Pharmacovigilance and its importance

  • Jan 17, 2019
  • By Daniel Moses

By: Dr. Prasad Vijayashankar

In the 1950’s, a Pharmaceutical company in Germany developed the drug Thalidomide for convulsion, however it was found to make the patients relaxed and sleepy. It subsequently entered the market as a wonder drug for insomnia, cough, cold and headache.  Pre-clinical testing of this drug had proven that the drug could not kill a rat even at high doses and thus the drug was deemed safe and marketed and sold over the counter widely based on its safety profile, thus becoming very popular. Thalidomide first entered the German market around 1957 and by 1960, it was marketed in 46 countries. It was also discovered that Thalidomide was very effective in controlling the morning sickness in pregnant women and because of its safety profile it was widely consumed by pregnant women with morning sickness. However, in late 1950’s and early 1960’s there were increasing reports of babies that were born with deformed limbs and several reports linking the consumption of thalidomide to the abnormal increase in the birth defects in the children whose mothers has consumed thalidomide during pregnancy. It is estimated that, in Germany alone, 10,000 babies were born affected by Thalidomide. Subsequently the drug was banned and withdrawn from the market.

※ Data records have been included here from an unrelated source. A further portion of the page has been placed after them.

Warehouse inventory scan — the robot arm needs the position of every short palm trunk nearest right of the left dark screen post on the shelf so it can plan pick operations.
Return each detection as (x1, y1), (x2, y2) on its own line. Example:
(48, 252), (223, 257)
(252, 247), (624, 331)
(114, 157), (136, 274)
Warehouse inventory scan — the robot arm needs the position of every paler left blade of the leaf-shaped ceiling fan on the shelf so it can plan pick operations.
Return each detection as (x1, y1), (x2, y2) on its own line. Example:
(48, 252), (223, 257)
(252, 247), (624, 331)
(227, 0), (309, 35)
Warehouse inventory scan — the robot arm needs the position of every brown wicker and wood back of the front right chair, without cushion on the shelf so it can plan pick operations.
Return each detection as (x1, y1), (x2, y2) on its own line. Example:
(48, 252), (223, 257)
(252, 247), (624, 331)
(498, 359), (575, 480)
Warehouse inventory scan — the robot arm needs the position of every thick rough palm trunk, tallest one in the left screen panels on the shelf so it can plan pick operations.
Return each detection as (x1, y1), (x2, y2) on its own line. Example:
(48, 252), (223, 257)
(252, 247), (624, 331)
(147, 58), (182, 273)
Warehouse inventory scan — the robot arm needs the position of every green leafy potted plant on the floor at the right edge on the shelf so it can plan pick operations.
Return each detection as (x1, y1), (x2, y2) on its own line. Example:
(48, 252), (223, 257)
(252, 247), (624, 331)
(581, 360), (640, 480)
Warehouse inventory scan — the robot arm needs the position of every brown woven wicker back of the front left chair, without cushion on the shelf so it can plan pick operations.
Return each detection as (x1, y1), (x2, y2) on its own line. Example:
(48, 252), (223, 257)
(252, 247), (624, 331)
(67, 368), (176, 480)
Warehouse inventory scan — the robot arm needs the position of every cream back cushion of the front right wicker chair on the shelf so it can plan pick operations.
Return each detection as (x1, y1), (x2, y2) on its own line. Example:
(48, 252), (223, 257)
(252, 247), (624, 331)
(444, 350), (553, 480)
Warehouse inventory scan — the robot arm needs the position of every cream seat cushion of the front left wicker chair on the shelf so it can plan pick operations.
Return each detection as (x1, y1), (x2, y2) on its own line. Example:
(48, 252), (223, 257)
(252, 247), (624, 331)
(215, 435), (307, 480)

This disaster was averted in the US by then FDA inspector Ms. Frances Kelsey who prevented the drug’s approval within the United States. Kelsey felt the application for thalidomide contained incomplete and insufficient data on its safety and effectiveness. Dr. Frances Kelsey later received President’s award and was praised by then President of USA John. F. Kennedy who regarded her as heroine for averting the disaster.

Thalidomide tragedy is no doubt one of the darkest episodes of modern medicine which taught us several lessons about pharmaceutical prescriptions. Few critical ones are that:

  1. Medications could pass the placenta and cause deformities in the fetus.
  2. Drugs could have differential effects in animals and humans.
  3. Approval of marketing the medication has to be thoroughly regulated.
  4. Elaborate preclinical and clinical testing has to be performed prior to approval of medications.
  5. A continuous monitoring system has to be established after marketing a medicine to identify any harms or adverse effects that may be detected post marketing the medication which may have not been initially detected.

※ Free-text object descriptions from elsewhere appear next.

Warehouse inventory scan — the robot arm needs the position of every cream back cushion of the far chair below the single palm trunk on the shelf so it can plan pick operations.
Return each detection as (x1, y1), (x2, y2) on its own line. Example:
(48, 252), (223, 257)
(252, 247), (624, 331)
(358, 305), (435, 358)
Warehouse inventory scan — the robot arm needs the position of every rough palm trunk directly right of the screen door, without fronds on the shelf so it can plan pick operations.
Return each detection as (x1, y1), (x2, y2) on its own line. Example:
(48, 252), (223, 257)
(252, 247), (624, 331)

In the view of the last mentioned point, a Pharmacovigilance program was established by WHO for International Drug Monitoring in response to the thalidomide disaster along with a Collaborating Centre for International Drug Monitoring, Uppsala. Pharmacovigilance is defined as the science and activities relating to the detection, assessment, understanding and prevention of adverse effects or any other drug-related problem. By the end of 2010, 134 countries were part of the WHO Pharmacovigilance program. The aims of Pharmacovigilance are to enhance patient care and patient safety in relation to the use of medicines; and to support public health programs by providing reliable, balanced information for the effective assessment of the risk-benefit profile of medicines.

Ever since its inception, Pharmacovigilance has played a key role in identifying some expected (Augmented) and Unexpected (Bizzare) drug reactions to medications thus altering their safety profile, approval status, warnings and precautions, and labelling. This has also given us a better insight into the various mechanisms and interactions of a drug in human body resulting in a betterment of the science of drug development by the manufacturers and prescription by the physicians. It has also corroborated the stance of the regulatory authorities in implementing and adhering to stricter policies in approval of medications for use.

One of the notable instances which resulted in withdrawal of a drug is the case of Rofecoxib (Marketed as Vioxx). Rofecoxib a nonsteroidal anti-inflammatory drugs, was hoped to be safer than previous nonsteroidal anti-inflammatory drugs, due to its lower risk of GI bleeding was approved by the FDA in 1999. Rofecoxib gained widespread acceptance among physicians treating patients with arthritis and other conditions causing chronic or acute pain. On September 30, 2004, the manufacturer withdrew Rofecoxib from the market because of concerns about increased risk of heart attack and stroke associated with long-term, high-dosage use.

ADRs are one of the leading causes of morbidity and mortality in health care. Several studies conducted on hospitalized patient populations estimate that there are more than 2,216,000 serious ADRs in hospitalized patients, causing over 106,000 deaths annually. If true, then ADRs are the 4th leading cause of death—ahead of pulmonary disease, diabetes, AIDS, pneumonia, accidents, and automobile deaths. These statistics do not include the number of ADRs that occur in ambulatory settings. Also, it is estimated that over 350,000 ADRs occur in U.S. nursing homes each year (1). It is the onus of the healthcare professionals to spread awareness and to council the patients and other stakeholders to always be vigilant of any reaction caused during to the consumption of a medication and report the same to the health authorities appropriately in a timely fashion so that burden of the disease can be minimalized.